Sorry, I was just joking with you. (1-D-10-T= idiot) Its an old parts joke.
Audi quit making microfiche in 2000, so all I have is A6 98-01. No good for 03


----------



## puc (Dec 30, 2005)

*Re: part nr..... (audi403)*








ahh thats not so good.
ill have the nr.-->4B9-945-695-F-01C this is for a a6 avant before 2002.
now ill have find a nr.-->4B5 945 695 G they say this is from the model after 2002.
but ill buy 3 times the wrong one and ill sell it 3 times.
and i don't want to buy a wrong one again, so guy's help a belgian dude to find the stuff.
i will give you any euro partnr. wath you want.
than you can normaly buy europarts at your audi dealership


----------



## puc (Dec 30, 2005)

*Re: part nr..... (puc)*

nobody can help me??


----------



## puc (Dec 30, 2005)

*Re: part nr..... (puc)*


----------



## alpina5 (Mar 23, 2005)

*Re: part nr..... (puc)*


_Quote, originally posted by *puc* »_nobody can help me??

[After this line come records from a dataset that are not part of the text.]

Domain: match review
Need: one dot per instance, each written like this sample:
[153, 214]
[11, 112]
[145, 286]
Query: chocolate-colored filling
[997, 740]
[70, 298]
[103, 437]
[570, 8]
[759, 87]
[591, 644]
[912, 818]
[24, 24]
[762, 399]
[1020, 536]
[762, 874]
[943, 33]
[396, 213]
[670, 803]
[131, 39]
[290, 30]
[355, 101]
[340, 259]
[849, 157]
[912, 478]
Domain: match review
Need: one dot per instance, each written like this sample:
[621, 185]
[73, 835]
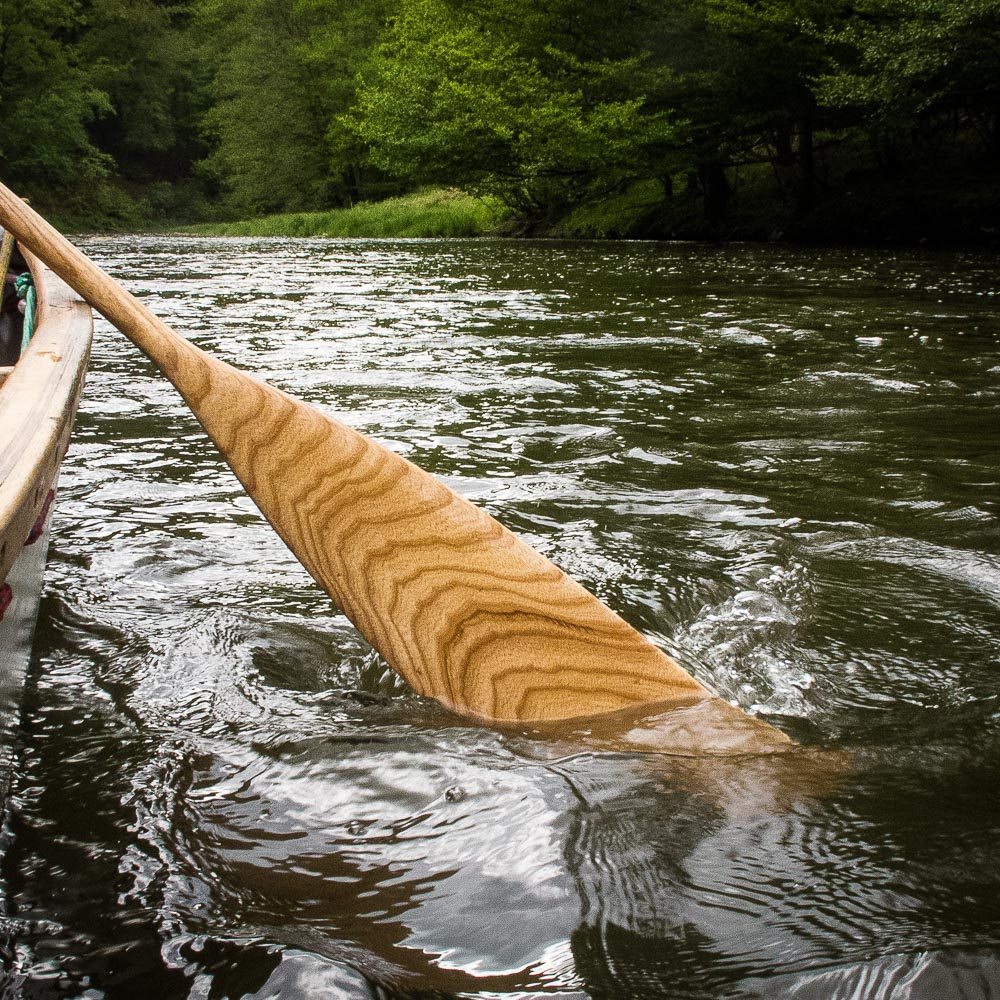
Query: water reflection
[781, 466]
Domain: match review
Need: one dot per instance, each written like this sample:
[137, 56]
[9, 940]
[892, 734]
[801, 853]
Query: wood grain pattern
[462, 608]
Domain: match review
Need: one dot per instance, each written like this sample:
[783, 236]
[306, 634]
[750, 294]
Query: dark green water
[781, 465]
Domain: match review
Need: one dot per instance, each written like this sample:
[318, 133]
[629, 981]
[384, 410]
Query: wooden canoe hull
[38, 402]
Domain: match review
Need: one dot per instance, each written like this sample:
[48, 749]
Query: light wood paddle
[464, 610]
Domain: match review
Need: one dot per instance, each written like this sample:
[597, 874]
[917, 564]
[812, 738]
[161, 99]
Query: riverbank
[434, 213]
[645, 211]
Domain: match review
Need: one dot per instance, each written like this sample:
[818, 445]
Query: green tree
[482, 97]
[47, 101]
[143, 55]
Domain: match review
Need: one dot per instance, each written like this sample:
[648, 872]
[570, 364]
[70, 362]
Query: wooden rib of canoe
[38, 401]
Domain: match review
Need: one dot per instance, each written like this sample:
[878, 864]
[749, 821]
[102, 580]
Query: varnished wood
[38, 402]
[462, 608]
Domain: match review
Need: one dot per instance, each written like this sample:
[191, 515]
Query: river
[782, 465]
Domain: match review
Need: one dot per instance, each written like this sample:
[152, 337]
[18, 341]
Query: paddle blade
[458, 605]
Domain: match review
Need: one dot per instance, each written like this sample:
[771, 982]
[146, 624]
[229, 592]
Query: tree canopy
[733, 117]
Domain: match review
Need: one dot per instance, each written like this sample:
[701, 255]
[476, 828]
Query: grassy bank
[425, 213]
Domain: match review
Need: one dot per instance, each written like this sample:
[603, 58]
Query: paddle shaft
[463, 609]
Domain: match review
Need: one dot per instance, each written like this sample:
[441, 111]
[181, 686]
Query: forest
[742, 119]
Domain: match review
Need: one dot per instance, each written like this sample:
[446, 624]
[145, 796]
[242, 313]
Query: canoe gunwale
[38, 402]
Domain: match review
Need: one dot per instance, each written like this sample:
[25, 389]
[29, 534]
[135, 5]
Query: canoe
[39, 395]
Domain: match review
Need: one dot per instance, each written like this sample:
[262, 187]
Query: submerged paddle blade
[462, 608]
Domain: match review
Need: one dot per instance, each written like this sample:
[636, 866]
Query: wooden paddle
[462, 608]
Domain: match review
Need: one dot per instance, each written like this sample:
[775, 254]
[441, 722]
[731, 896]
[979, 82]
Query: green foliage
[47, 102]
[693, 117]
[449, 99]
[424, 214]
[906, 59]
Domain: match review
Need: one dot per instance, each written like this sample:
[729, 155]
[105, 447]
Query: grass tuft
[424, 213]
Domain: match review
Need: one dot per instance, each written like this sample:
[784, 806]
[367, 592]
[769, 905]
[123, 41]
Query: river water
[781, 465]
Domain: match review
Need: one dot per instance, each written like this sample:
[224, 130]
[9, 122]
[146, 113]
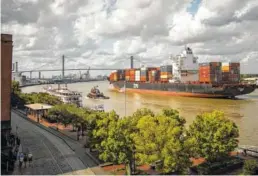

i got it at work but out a sedan, if u want it let me know, just pay for shipping http://****************.com/smile/emthup.gif


----------



## puc (Dec 30, 2005)

*Re: part nr..... (alpina5)*

thanks, but the sedan dont fit.
i have buy 3 of those things and it was all from the sedan








but can't you find it at the dealership from audi?
when you ask it there the partnr.
it would be a great help


----------



## alpina5 (Mar 23, 2005)

*Re: part nr..... (puc)*

i ll see what i can do during the week


----------



## puc (Dec 30, 2005)

*Re: part nr..... (alpina5)*

thanks dude








when you need a europartnr. just let me now


----------